There’s little doubt that Priebus’ concerns were rooted in fact. The 2012 debates for the Republican presidential candidates were often entertaining, but they didn’t do any favors for the aspirants themselves. When the Republican National Committee sharply curtailed the total number of debates for the 2016 race – and prioritized events on Fox – it didn’t come as a surprise.
But as the Republicans’ presidential field takes shape, it’s becoming increasingly clear that the “traveling circus” is not wholly dependent on debates – a circus needs clowns, stunts, and acrobatics, and the likely 2016 candidates are already providing plenty of antics for our viewing pleasure.
* The entire party is facing a curious new litmus test about whether President Obama is a patriot and a Christian. It’s a test Wisconsin Gov. Scott Walker (R) is failing badly.

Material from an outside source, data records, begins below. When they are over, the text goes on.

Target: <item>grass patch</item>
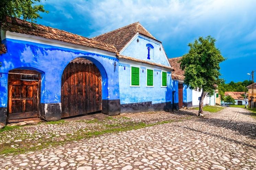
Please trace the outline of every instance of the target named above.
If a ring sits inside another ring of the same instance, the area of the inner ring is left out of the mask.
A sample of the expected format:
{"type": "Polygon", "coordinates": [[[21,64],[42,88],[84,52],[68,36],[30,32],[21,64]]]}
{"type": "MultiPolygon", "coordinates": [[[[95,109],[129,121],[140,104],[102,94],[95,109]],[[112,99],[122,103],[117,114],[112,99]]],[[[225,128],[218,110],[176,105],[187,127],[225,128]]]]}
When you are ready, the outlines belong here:
{"type": "MultiPolygon", "coordinates": [[[[207,111],[210,112],[218,112],[224,108],[224,107],[215,106],[205,106],[203,107],[203,110],[207,111]]],[[[196,110],[199,110],[199,107],[194,108],[196,110]]]]}
{"type": "Polygon", "coordinates": [[[253,108],[252,109],[250,108],[248,108],[247,109],[252,112],[252,117],[253,118],[256,119],[256,108],[253,108]]]}
{"type": "Polygon", "coordinates": [[[105,120],[117,120],[118,119],[115,119],[112,116],[109,116],[107,117],[106,117],[106,118],[105,119],[105,120]]]}
{"type": "Polygon", "coordinates": [[[64,120],[56,120],[56,121],[49,121],[45,122],[45,123],[47,125],[58,125],[59,124],[63,123],[65,122],[65,121],[64,120]]]}
{"type": "Polygon", "coordinates": [[[0,129],[0,132],[4,132],[4,131],[9,131],[16,129],[20,129],[21,126],[5,126],[2,128],[0,129]]]}
{"type": "MultiPolygon", "coordinates": [[[[234,104],[229,105],[229,106],[231,107],[239,107],[240,108],[244,108],[245,106],[245,105],[235,105],[234,104]]],[[[248,105],[247,105],[247,108],[248,108],[248,105]]]]}

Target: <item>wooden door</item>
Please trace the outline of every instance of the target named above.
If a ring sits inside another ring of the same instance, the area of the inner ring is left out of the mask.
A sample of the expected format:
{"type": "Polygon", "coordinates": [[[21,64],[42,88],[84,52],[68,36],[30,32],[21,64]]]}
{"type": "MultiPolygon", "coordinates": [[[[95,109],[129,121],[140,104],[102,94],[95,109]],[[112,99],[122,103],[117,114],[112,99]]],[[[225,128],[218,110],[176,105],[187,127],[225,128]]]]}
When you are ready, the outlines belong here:
{"type": "Polygon", "coordinates": [[[11,71],[8,77],[8,121],[38,117],[40,74],[34,70],[11,71]]]}
{"type": "Polygon", "coordinates": [[[182,108],[183,105],[183,84],[182,83],[178,84],[179,93],[179,108],[182,108]]]}
{"type": "Polygon", "coordinates": [[[81,60],[70,63],[62,74],[62,117],[102,110],[100,73],[91,62],[81,60]]]}

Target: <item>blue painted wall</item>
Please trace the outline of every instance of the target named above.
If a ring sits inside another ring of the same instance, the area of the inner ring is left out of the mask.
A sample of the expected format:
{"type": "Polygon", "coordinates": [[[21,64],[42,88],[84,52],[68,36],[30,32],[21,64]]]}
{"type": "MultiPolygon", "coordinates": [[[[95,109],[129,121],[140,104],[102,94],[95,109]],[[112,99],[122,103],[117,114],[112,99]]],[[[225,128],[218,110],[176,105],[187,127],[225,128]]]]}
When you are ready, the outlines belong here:
{"type": "Polygon", "coordinates": [[[161,51],[159,50],[160,47],[159,43],[156,43],[149,38],[146,39],[138,35],[121,54],[168,66],[168,62],[165,55],[165,52],[163,49],[161,49],[161,51]],[[137,41],[137,39],[139,39],[138,42],[137,41]],[[150,60],[147,59],[148,51],[147,44],[149,43],[154,47],[154,48],[150,51],[150,60]],[[154,54],[154,56],[152,56],[152,53],[154,54]]]}
{"type": "Polygon", "coordinates": [[[183,102],[189,102],[192,101],[192,90],[187,88],[187,85],[183,83],[183,102]]]}
{"type": "MultiPolygon", "coordinates": [[[[152,102],[152,104],[172,100],[172,93],[175,91],[175,103],[178,102],[178,82],[171,79],[171,73],[167,72],[167,87],[161,87],[162,72],[159,68],[154,69],[154,87],[146,87],[146,67],[141,66],[140,87],[131,87],[131,65],[121,63],[119,65],[120,103],[126,104],[152,102]]],[[[132,64],[133,66],[137,66],[132,64]]],[[[152,69],[153,67],[147,68],[152,69]]]]}
{"type": "Polygon", "coordinates": [[[119,99],[118,69],[114,71],[116,58],[75,50],[27,41],[6,39],[3,41],[8,52],[0,55],[0,107],[7,103],[8,71],[22,67],[37,69],[42,73],[41,103],[60,102],[61,76],[65,67],[78,57],[88,58],[99,68],[102,79],[102,99],[119,99]]]}

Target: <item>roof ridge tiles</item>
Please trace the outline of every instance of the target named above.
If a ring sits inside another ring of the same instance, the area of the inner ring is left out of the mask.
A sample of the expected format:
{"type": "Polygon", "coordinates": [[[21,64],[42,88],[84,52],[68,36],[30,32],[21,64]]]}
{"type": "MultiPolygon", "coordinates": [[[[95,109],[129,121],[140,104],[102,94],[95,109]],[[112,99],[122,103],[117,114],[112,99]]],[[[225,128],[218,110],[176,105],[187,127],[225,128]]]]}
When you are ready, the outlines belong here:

* This comes on the heels of a vaccinations litmus test that Sen. Rand Paul (R-Ky.) failed – one of many key issues the senator doesn’t seem to understand.
* Former Florida Gov. Jeb Bush (R) is desperate to prove he’s his “own man” by hiring his brother’s and his father’s team of advisers, and advancing his ambitions with his brother’s and his father’s team of donors.
* New Jersey Gov. Chris Christie’s (R) operation appears to be moving backwards – his vaccinations flub didn’t help – as his popularity falls quickly in his home state.
* Right-wing neurosurgeon Ben Carson (R) has positioned himself as a rare candidate who supports war crimes.
* The closer Sen. Marco Rubio (R-Fla.) gets to launching his campaign, the more some party officials plead with him not to run.
* Former Arkansas Gov. Mike Huckabee (R) wants states to pursue nullification if the Supreme Court endorses marriage equality.
* Louisiana Gov. Bobby Jindal (R) seems eager to say and/or do anything to get attention.
* A variety of GOP candidates have set up private meetings with Donald Trump.
The Greatest Show on Earth? Probably not, though it’s clear the “traveling circus” is well underway, and there’s very little Reince Priebus can do about it.
The problem isn’t the debates, per se. Rather, it’s the candidates themselves who run the risk of embarrassing themselves and their party. As the last few weeks have reminded us, they don’t need a debate platform to cause trouble.